What
is SSL?
SSL (Secure Sockets Layer)
is the standard security technology for establishing an encrypted link between
a web server and a browser. This link ensures that all data passed between the
web server and browsers remain private and integral. SSL is an industry
standard and is used by millions of websites in the protection of their online
transactions with their customers.
To be able to create an SSL
connection a web server requires an SSL Certificate. When you choose to
activate SSL on your web server you will be prompted to complete a number of
questions about the identity of your website and your company. Your web server
then creates two cryptographic keys - a Private Key and a Public Key.
The Public Key does not need
to be secret and is placed into a Certificate Signing Request (CSR) - a data
file also containing your details. You should then submit the CSR. During the
SSL Certificate application process, the Certification Authority will validate
your details and issue an SSL Certificate containing your details and allowing
you to use SSL. Your web server will match your issued SSL Certificate to your
Private Key. Your web server will then be able to establish an encrypted link
between the website and your customer's web browser.
The complexities of the SSL
protocol remain invisible to your customers.

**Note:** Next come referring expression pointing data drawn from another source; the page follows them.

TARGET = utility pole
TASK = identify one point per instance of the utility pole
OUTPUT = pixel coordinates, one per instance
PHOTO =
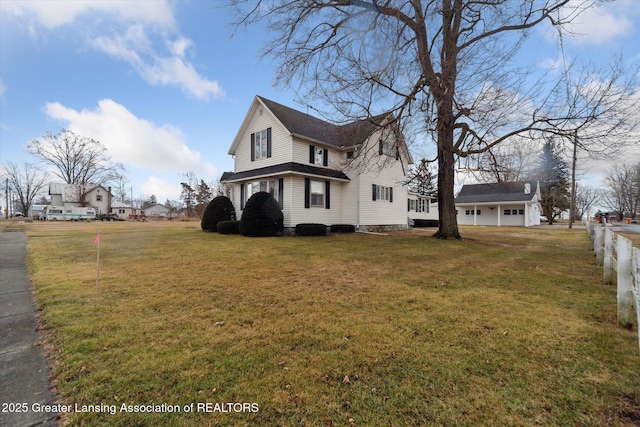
(6, 195)
(572, 207)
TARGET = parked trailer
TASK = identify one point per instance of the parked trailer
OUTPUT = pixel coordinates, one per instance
(61, 213)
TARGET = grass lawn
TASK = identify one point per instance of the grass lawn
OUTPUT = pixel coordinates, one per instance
(509, 326)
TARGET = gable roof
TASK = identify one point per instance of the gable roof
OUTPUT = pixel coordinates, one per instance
(289, 167)
(497, 192)
(309, 127)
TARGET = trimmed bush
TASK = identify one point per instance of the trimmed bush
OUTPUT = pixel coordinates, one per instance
(311, 229)
(426, 223)
(261, 216)
(219, 209)
(229, 227)
(343, 228)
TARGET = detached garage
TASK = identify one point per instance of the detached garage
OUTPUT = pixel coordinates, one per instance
(501, 204)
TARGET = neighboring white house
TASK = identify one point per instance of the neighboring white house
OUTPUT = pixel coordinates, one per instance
(501, 204)
(156, 210)
(320, 172)
(71, 195)
(124, 210)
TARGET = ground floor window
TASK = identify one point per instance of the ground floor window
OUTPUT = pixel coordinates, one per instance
(380, 192)
(269, 186)
(317, 193)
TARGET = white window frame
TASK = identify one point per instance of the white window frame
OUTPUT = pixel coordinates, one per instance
(318, 156)
(270, 186)
(260, 143)
(316, 194)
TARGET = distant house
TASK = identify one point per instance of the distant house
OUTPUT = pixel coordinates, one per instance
(72, 195)
(420, 206)
(124, 210)
(320, 172)
(501, 204)
(157, 210)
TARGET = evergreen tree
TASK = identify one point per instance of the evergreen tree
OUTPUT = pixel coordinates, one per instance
(203, 196)
(553, 174)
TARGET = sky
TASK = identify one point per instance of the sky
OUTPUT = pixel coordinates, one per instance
(165, 85)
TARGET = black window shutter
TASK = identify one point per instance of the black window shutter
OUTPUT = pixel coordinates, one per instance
(268, 142)
(253, 147)
(327, 195)
(307, 193)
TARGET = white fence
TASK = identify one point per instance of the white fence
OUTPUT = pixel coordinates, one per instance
(621, 265)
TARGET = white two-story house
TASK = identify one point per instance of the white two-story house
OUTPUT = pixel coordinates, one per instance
(320, 172)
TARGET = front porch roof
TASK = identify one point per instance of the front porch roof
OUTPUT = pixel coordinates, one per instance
(284, 168)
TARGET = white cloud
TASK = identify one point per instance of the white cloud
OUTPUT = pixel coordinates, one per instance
(129, 24)
(131, 140)
(602, 24)
(135, 47)
(53, 14)
(162, 189)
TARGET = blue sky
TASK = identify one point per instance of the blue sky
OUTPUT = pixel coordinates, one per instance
(165, 86)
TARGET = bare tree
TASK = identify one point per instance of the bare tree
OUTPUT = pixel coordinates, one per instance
(26, 183)
(421, 179)
(586, 198)
(121, 187)
(76, 159)
(623, 189)
(447, 68)
(507, 162)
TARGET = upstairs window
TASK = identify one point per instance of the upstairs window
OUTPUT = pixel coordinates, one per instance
(318, 156)
(388, 149)
(261, 144)
(380, 192)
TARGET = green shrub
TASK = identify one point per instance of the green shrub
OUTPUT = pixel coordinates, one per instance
(219, 209)
(343, 228)
(229, 227)
(425, 223)
(311, 230)
(261, 216)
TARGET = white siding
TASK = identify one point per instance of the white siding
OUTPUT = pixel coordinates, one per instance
(489, 216)
(280, 142)
(432, 207)
(336, 158)
(383, 170)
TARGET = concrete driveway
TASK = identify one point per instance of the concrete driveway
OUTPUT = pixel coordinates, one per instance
(626, 228)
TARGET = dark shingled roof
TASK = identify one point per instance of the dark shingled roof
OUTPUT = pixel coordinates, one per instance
(307, 126)
(497, 192)
(283, 168)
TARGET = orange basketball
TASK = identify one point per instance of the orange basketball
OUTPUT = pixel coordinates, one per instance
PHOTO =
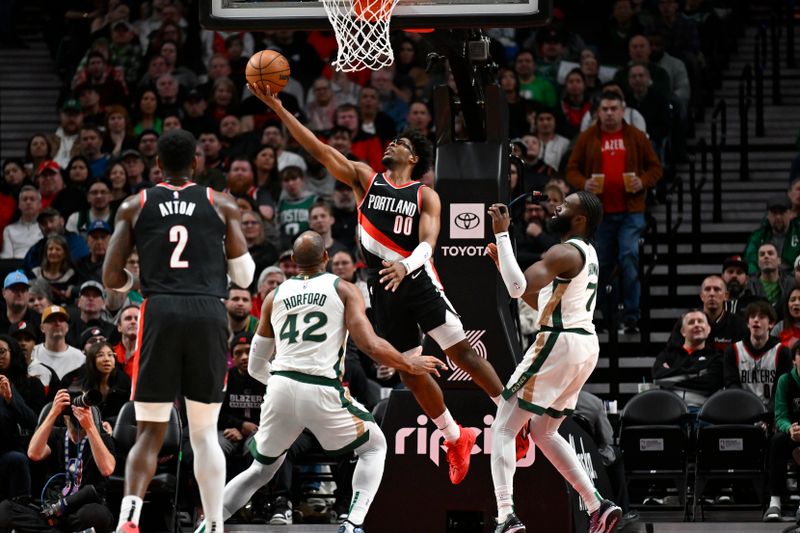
(268, 67)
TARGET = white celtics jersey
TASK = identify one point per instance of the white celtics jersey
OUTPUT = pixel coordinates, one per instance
(569, 303)
(308, 321)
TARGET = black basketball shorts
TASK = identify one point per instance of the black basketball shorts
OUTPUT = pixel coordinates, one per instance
(417, 304)
(182, 349)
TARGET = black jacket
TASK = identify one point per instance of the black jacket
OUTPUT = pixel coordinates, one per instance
(700, 371)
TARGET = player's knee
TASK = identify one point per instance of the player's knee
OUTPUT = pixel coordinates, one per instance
(412, 381)
(375, 445)
(463, 355)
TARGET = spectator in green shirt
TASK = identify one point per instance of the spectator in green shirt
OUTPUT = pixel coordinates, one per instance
(532, 87)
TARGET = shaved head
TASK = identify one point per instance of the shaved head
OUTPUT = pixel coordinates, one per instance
(309, 249)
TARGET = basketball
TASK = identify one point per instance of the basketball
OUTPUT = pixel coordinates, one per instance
(268, 67)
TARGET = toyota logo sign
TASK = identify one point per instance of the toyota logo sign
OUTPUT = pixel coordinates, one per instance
(466, 220)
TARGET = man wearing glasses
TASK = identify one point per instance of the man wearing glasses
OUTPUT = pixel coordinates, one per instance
(399, 222)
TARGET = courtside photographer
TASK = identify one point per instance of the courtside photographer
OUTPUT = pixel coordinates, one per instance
(81, 458)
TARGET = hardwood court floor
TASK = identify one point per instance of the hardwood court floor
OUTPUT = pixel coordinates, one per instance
(638, 527)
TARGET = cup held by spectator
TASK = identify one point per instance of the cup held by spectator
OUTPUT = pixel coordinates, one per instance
(599, 179)
(628, 178)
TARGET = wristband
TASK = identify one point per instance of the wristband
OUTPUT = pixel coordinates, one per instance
(509, 269)
(128, 284)
(418, 257)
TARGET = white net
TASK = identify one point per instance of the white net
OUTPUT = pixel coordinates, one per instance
(362, 33)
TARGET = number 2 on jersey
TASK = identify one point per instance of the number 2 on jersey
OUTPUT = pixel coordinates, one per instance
(180, 235)
(316, 319)
(402, 225)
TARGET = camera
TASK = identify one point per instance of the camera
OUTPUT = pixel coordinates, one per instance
(89, 398)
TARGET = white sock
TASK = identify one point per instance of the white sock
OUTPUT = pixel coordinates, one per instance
(563, 457)
(209, 460)
(447, 426)
(505, 502)
(367, 475)
(130, 510)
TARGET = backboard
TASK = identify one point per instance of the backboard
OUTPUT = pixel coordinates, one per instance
(261, 15)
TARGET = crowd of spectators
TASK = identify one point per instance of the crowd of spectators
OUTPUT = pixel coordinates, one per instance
(600, 107)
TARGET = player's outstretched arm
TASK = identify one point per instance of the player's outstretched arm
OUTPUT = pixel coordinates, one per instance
(353, 173)
(241, 267)
(115, 276)
(262, 348)
(375, 347)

Instead their browsers provide
them with a key indicator to let them know they are currently protected by an
SSL encrypted session - the lock icon in the lower right-hand corner, clicking
on the lock icon displays your SSL Certificate and the details about it. All
SSL Certificates are issued to either companies or legally accountable
individuals.
Typically an SSL Certificate
will contain your domain name, your company name, your address, your city, your
state and your country. It will also contain the expiration date of the Certificate
and details of the Certification Authority responsible for the issuance of the
Certificate. When a browser connects to a secure site it will retrieve the
site's SSL Certificate and check that it has not expired, it has been issued by
a Certification Authority the browser trusts, and that it is being used by the
website for which it has been issued. If it fails on any one of these checks
the browser will display a warning to the end user letting them know that the
site is not secured by SSL.
What is SSL/TLS Certificate?
SSL or TLS (Transport
Layer Security) certificates are data files that bind a cryptographic key
to the details of an organization. When SSL/TLS certificate is installed on a
web server, it enables a secure connection between the web server and the
browser that connects to it. The website's URL is prefixed with
"https" instead of "http" and a padlock is shown on the
address bar. If the website uses an extended validation (EV) certificate, then
the browser may also show a green address bar.
What is SSL used for?
The SSL
protocol is used by millions of online business to protect their
customers, ensuring their online transactions remain confidential. A web page
should use encryption when it expects users to submit confidential
data, including personal information, passwords, or credit card details. All
web browsers have the ability to interact with secured sites so long as the
site's certificate is issued by a trusted CA.
Why do I need SSL certificate?
The internet has spawned new
global business opportunities for enterprises conducting online commerce.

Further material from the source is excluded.